Mas se existem ferramentas que ampliam o acesso ao ensino; personalizam a experiência para o aluno e facilitam a gestão da sala de aula para o professor, há também um vazio regulatório que abrace tantas novidades. Entram neste quadro em branco questões éticas, como a falta de segurança dos dados dos alunos, o descontrole de qual informação é verdadeira na internet e até IAs que burlam as inspeções das outras ferramentas, humanizando o texto e permitindo a “cola”.
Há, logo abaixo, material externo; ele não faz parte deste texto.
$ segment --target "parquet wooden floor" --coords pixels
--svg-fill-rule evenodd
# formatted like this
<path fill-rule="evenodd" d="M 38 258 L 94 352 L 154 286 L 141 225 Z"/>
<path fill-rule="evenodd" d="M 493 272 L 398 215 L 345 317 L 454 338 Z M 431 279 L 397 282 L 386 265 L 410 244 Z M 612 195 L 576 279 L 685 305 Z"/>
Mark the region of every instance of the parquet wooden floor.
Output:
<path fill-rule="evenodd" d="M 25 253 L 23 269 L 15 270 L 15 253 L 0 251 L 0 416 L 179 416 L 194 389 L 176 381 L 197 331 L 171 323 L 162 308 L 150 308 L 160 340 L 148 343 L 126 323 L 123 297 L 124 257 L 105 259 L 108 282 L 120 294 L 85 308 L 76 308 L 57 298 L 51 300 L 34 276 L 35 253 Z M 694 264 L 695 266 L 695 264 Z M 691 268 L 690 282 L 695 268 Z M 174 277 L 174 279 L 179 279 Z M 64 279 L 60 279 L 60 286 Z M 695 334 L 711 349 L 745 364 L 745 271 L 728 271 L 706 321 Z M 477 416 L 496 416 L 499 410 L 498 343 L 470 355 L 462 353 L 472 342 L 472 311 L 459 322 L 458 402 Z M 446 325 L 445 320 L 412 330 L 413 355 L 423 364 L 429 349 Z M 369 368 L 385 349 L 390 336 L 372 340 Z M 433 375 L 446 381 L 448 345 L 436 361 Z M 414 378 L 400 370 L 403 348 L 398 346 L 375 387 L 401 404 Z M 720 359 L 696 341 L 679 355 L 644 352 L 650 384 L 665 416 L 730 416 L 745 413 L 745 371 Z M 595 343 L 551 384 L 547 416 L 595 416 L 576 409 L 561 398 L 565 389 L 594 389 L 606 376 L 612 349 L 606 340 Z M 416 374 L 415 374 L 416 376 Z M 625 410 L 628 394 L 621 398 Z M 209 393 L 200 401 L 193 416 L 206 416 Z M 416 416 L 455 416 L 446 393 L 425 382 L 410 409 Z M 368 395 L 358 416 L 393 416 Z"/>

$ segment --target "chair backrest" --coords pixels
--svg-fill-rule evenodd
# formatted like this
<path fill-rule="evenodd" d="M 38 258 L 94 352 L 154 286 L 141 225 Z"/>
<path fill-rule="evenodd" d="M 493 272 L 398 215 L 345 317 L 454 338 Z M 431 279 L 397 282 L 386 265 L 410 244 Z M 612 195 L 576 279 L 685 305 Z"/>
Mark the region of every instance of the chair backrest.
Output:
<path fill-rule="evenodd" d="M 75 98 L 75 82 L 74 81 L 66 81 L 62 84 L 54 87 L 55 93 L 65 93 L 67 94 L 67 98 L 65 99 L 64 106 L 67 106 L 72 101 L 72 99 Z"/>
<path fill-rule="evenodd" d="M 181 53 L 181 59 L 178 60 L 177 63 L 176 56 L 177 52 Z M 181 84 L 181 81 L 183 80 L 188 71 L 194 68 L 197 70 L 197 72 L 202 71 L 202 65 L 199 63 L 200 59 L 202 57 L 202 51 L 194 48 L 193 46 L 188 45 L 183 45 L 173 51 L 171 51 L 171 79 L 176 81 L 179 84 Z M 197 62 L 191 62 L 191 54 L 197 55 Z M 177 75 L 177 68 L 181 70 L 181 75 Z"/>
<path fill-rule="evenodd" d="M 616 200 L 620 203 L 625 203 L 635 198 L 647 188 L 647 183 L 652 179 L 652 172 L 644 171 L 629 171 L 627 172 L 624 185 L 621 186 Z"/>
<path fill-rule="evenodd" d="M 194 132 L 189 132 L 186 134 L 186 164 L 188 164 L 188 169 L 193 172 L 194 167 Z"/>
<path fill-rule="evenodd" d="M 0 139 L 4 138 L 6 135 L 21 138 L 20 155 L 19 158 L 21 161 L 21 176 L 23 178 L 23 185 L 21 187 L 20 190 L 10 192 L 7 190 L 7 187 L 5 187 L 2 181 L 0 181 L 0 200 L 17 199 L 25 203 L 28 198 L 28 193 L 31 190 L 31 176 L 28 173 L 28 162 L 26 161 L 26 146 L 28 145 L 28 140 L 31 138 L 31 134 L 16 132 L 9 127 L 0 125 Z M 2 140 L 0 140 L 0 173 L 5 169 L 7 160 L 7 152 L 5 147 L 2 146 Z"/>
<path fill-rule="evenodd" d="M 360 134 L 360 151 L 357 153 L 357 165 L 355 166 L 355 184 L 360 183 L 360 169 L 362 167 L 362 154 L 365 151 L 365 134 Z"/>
No Brasil, tramita o projeto de lei que vai regulamentar o uso da IA em diferentes contextos. Do senador Rodrigo Pacheco, a primeira versão do texto do PL 2338/2023 se assemelha à legislação já existente da União Europeia. Por lá, o ponto principal é a participação humana no ciclo da inteligência artificial. No momento, a comissão brasileira está prorrogada até abril, mas independente de se o texto for aprovado, a dupla robô e aluno deve se tornar algo do dia a dia das escolas.